Sheet metal workers also stopped work on construction on a casino, police administration, and other projects in South Philadelphia. Construction at the casino had previously been halted after a drywall finisher was confirmed to have COVID-19 earlier in March.

In Romeoville, Illinois, some 20 workers at the auto parts manufacturer Midwest Air Tech walked out Monday morning, also after a worker was confirmed to have contracted the coronavirus. Management reportedly had sought to persuade workers with a bump in pay to clean the plant themselves, rather than hiring a professional cleaning firm.

After more than a week of angry protests by GE Appliance workers demanding the closure of the giant Louisville, Kentucky, facility, the company announced a deal with local union officials from International Union of Electrical Workers-Communications Workers of America to give workers a $2 raise and grant a leave of absence to workers with underlying health issues, or childcare and eldercare issues. After making noises last week about calling a strike, the IUE-CWA announced it had to abide by Kentucky Governor Andy Beshear’s decision that the appliance maker was an “essential business.”

Workers are livid about being kept at work despite the threat.
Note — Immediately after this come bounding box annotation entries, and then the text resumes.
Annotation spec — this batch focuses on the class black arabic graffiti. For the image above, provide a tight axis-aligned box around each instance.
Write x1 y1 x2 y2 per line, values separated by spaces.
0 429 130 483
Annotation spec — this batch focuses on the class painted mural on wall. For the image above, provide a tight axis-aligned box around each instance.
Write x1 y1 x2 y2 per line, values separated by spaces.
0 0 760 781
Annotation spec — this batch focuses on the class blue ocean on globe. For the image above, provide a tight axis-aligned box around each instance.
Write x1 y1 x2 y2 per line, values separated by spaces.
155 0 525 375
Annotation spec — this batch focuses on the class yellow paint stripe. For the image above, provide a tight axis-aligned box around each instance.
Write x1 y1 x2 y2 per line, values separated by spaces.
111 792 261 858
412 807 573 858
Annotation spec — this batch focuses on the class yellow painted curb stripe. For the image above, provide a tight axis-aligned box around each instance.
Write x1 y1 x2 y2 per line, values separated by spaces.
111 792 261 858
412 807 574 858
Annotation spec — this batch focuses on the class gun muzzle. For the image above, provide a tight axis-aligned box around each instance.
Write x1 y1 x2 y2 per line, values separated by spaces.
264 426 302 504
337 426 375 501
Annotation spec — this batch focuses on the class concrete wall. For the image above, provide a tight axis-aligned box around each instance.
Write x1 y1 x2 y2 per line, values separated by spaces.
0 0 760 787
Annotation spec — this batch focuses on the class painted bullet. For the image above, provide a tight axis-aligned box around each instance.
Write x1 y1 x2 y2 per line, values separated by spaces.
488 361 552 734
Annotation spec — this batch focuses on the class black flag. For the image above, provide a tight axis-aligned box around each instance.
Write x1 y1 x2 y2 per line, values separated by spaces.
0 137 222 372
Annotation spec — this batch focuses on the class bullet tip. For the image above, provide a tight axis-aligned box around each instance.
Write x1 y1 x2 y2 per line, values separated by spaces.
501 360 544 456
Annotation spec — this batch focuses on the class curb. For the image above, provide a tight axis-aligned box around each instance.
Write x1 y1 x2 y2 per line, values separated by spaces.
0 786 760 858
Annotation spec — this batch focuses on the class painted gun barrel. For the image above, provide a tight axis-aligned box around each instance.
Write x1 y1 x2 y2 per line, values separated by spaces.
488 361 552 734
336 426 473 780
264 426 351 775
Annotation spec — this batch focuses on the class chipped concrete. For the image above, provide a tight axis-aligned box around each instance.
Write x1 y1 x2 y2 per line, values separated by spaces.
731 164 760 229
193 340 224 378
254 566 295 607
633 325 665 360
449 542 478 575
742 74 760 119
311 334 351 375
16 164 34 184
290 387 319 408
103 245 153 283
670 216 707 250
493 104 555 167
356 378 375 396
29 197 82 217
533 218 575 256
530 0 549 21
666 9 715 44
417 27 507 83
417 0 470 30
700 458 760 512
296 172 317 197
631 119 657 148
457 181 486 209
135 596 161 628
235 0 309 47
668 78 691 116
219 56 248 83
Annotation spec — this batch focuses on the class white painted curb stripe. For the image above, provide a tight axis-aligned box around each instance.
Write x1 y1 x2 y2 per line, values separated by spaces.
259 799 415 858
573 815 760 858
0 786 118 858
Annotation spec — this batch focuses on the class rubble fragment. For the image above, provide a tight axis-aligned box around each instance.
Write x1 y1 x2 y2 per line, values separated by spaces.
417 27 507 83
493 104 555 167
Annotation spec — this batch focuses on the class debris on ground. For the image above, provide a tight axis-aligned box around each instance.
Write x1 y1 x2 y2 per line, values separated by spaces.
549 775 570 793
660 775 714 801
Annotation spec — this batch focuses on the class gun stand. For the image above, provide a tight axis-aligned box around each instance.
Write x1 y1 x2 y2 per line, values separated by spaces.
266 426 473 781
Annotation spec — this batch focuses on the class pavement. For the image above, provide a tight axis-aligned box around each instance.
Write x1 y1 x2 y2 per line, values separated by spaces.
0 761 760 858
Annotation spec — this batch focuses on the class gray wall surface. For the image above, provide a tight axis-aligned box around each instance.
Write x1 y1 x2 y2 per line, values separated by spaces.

In a Facebook video, one worker said, “I just don’t understand the mind-frame and the thought process of why building a washer, a dryer, a dishwasher, or a refrigerator is worth putting people’s lives at risk. Not only their lives, the workers, but then their families when they go home to them.”
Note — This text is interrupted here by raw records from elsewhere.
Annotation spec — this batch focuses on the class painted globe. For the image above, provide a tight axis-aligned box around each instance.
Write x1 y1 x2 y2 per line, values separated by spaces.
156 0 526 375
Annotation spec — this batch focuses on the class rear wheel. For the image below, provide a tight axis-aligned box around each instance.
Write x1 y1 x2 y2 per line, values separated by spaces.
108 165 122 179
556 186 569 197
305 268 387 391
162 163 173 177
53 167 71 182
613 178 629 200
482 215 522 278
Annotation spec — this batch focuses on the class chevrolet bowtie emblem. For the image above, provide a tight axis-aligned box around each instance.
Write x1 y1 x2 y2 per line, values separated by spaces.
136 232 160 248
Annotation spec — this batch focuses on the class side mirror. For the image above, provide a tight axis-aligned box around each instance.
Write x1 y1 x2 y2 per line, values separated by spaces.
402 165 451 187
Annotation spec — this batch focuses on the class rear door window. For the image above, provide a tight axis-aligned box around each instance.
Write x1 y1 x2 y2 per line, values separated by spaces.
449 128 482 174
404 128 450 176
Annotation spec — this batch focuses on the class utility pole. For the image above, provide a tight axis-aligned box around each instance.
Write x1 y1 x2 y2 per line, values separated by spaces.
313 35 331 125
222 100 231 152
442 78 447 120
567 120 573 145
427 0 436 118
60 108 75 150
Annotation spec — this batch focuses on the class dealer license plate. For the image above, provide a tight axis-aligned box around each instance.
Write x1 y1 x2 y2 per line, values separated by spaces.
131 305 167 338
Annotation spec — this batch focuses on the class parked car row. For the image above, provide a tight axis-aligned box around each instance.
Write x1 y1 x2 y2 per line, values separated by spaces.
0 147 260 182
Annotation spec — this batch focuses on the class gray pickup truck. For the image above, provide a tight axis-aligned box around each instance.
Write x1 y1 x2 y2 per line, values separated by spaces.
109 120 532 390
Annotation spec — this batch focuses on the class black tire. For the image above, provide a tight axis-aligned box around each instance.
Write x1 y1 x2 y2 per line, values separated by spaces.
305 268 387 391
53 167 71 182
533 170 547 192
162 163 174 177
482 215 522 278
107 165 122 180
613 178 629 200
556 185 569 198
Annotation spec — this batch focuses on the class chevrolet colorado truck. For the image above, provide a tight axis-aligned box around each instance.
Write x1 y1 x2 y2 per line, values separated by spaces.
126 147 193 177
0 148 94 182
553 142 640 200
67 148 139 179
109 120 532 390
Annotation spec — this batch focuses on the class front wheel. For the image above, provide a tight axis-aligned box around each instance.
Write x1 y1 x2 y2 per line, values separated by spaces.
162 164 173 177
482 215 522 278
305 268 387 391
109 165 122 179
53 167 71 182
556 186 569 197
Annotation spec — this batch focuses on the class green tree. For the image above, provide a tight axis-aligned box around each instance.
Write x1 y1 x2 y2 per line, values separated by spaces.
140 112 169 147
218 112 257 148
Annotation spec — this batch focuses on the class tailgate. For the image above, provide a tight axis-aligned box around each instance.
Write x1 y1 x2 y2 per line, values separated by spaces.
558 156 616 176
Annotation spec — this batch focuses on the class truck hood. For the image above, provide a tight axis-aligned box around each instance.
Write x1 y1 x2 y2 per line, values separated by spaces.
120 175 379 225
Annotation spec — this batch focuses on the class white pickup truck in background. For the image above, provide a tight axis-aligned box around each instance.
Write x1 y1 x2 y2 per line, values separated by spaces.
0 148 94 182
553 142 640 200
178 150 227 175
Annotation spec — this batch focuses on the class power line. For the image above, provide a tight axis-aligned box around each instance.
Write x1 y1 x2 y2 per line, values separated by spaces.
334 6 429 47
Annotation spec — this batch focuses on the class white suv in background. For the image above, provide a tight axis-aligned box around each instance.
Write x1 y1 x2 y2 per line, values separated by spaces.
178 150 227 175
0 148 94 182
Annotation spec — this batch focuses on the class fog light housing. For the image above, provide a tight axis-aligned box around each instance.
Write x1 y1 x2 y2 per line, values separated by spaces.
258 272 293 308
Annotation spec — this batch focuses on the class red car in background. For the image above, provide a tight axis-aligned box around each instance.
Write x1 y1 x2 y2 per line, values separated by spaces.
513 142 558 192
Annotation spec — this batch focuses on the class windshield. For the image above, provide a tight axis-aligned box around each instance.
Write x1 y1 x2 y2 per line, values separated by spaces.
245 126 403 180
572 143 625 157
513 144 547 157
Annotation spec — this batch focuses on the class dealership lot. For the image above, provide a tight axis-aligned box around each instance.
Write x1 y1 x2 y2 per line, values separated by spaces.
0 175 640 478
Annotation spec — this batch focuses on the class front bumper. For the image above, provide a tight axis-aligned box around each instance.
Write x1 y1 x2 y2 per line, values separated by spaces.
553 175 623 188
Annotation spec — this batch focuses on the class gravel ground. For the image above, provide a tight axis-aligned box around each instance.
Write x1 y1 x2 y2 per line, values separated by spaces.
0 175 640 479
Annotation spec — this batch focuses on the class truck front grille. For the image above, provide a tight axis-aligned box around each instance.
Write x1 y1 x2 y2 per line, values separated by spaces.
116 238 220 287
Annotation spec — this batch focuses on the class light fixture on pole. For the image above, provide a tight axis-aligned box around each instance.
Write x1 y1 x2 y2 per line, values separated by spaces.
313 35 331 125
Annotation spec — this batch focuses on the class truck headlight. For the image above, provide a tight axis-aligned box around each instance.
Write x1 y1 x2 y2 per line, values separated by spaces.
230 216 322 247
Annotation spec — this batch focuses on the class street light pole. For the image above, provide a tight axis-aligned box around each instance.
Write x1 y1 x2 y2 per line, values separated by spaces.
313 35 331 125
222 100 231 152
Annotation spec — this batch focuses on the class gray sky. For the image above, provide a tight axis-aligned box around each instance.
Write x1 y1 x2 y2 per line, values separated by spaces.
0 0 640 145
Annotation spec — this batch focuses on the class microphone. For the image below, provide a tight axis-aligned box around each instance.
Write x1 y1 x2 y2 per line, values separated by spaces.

The major automakers have idled most of their main assembly operations following a wave of wildcat actions, but some are seeking to restart as early as the beginning of May, even as the number of COVID-19 deaths among autoworkers continues to rise. Meanwhile, a number of auto parts firms, along with agricultural and heavy equipment firms such as Deere, Inc. and Caterpillar, are still operating, with increasingly vocal protests from workers over the lack of protections.